Local inventory has been limited for some time, he said, but the pandemic has only restricted it further as people are delaying listings due to the pandemic restrictions.

“We had an inventory shortage before we got into this year. I really feel that (COVID-19) cemented it,” Amaral commented.

In some instances, he added, the shortage almost becomes self-perpetuating as buyers do not list their property because they will not be able to find a replacement home.

Lafler said that hurdle exists even among potential sellers who want to move out of state but cannot find properties so they are simply staying put.

Amaral, who said the sweet spot in the market appears to be homes priced from $285,000-$325,000, said many of his sales have been to West Side buyers.

Lafler, though, said buyer demand is heavy from the Bay Area and valley cities such as Turlock.

She attributes that to not only the difference in home prices, but to shifts in employment arrangements which allow employees to work remotely.

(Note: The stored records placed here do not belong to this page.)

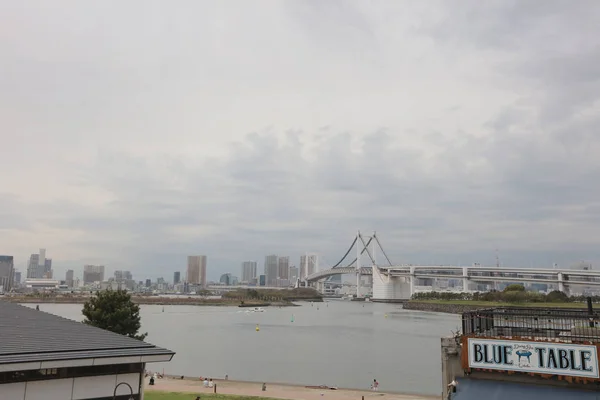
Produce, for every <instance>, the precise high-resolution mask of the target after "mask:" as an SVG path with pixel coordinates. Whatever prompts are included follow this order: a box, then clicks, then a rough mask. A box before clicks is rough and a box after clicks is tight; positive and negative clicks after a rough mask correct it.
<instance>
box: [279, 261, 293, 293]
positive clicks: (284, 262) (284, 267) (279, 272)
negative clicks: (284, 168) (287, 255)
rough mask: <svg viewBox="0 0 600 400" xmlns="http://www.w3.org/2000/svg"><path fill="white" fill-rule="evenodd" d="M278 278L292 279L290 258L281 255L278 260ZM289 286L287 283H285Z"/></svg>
mask: <svg viewBox="0 0 600 400" xmlns="http://www.w3.org/2000/svg"><path fill="white" fill-rule="evenodd" d="M277 279H281V280H289V279H290V258H289V257H279V259H278V260H277ZM285 286H287V285H285Z"/></svg>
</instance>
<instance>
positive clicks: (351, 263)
mask: <svg viewBox="0 0 600 400" xmlns="http://www.w3.org/2000/svg"><path fill="white" fill-rule="evenodd" d="M367 239H368V240H365V238H364V237H363V236H362V235H361V233H360V232H358V233H357V235H356V237H355V238H354V240H353V242H352V244H351V245H350V248H349V249H348V251H346V253H345V254H344V256H343V257H342V259H341V260H340V261H339V262H338V263H336V264H335V265H334V266H333V267H332V268H329V269H326V270H323V271H318V272H315V273H314V274H311V275H309V276H307V277H306V278H304V281H305V282H306V283H307V284H315V283H317V286H318V284H320V283H321V281H322V280H323V279H325V278H327V277H329V276H333V275H347V274H354V275H356V287H357V295H359V293H360V285H361V282H360V276H361V275H372V277H373V300H374V301H376V300H380V301H402V300H407V299H410V297H411V296H412V295H413V293H415V286H416V284H417V281H418V280H419V279H436V280H437V279H441V280H449V279H452V280H455V281H456V280H458V281H460V282H461V283H462V290H463V291H466V292H468V291H473V290H474V289H475V285H473V284H474V283H490V282H515V283H526V282H530V283H544V284H549V285H555V286H556V288H557V289H558V290H560V291H561V292H565V293H566V292H568V291H569V288H571V287H573V286H600V272H598V271H588V270H572V269H568V270H567V269H542V268H539V269H536V268H499V267H482V266H480V265H472V266H443V265H394V264H393V263H392V262H391V261H390V259H389V258H388V256H387V254H386V253H385V251H384V250H383V247H382V246H381V243H380V242H379V239H378V237H377V235H376V233H373V236H370V237H367ZM371 244H372V247H371ZM375 245H377V246H378V248H379V249H380V250H381V253H383V256H384V258H385V261H387V264H386V265H379V264H378V263H377V262H376V259H375V257H376V255H375V250H376V247H375ZM353 248H355V249H356V257H355V258H354V260H353V261H351V262H350V263H349V264H346V265H345V266H344V264H343V263H344V260H345V259H346V258H347V257H348V256H349V254H350V252H351V251H352V249H353ZM365 253H366V256H368V259H369V263H368V265H370V266H366V267H365V266H361V257H362V258H364V257H363V255H365ZM458 286H459V287H460V284H459V285H458ZM471 288H473V290H471Z"/></svg>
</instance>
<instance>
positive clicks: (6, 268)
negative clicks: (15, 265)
mask: <svg viewBox="0 0 600 400" xmlns="http://www.w3.org/2000/svg"><path fill="white" fill-rule="evenodd" d="M14 275H15V264H14V259H13V256H0V289H1V290H0V292H8V291H10V289H11V288H12V287H13V282H14Z"/></svg>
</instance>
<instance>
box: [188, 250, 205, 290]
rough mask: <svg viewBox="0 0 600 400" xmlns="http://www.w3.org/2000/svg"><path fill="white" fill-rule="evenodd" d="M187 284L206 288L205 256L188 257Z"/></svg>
mask: <svg viewBox="0 0 600 400" xmlns="http://www.w3.org/2000/svg"><path fill="white" fill-rule="evenodd" d="M187 282H188V283H191V284H194V285H200V286H206V256H188V267H187Z"/></svg>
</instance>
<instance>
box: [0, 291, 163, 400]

“It is not as urgent for Bay Area people to be close to their place of business,” Lafler remarked. “Companies are saying the people can just work from home. That is a pretty dynamic shift.”

Mattos said basic economics are driving buyer interest from areas such as Hollister and Gilroy.

“They can make a (house) payment here cheaper than their rent,” he noted.

The pandemic has forced agents to become even more adept in the use of technology.

An agent, for example, can conduct a video tour of a property for a buyer rather than an in-person showing.

In that environment, Amaral said, agents must be more thorough and meticulous than ever before.

“I have done more virtual listings on Zoom than face to face appointments in the home,” Amaral said. “We have done video presentations and sight-unseen sales.”

Lafler said she, too, has done a number of virtual showings - but said that ultimately “people want to see the house in person. The photos are not enough. You can’t see the neighborhood, or any deficiencies in a floor plan that may be a problem for the buyer.”

The real estate professionals said a number of COVID-related safety protocols, guidelines and procedures are in place.

“We have worked hard to keep our buyers and sellers safe,” Amaral stated. “It is going to be the new normal for a while. You just have to roll with it.”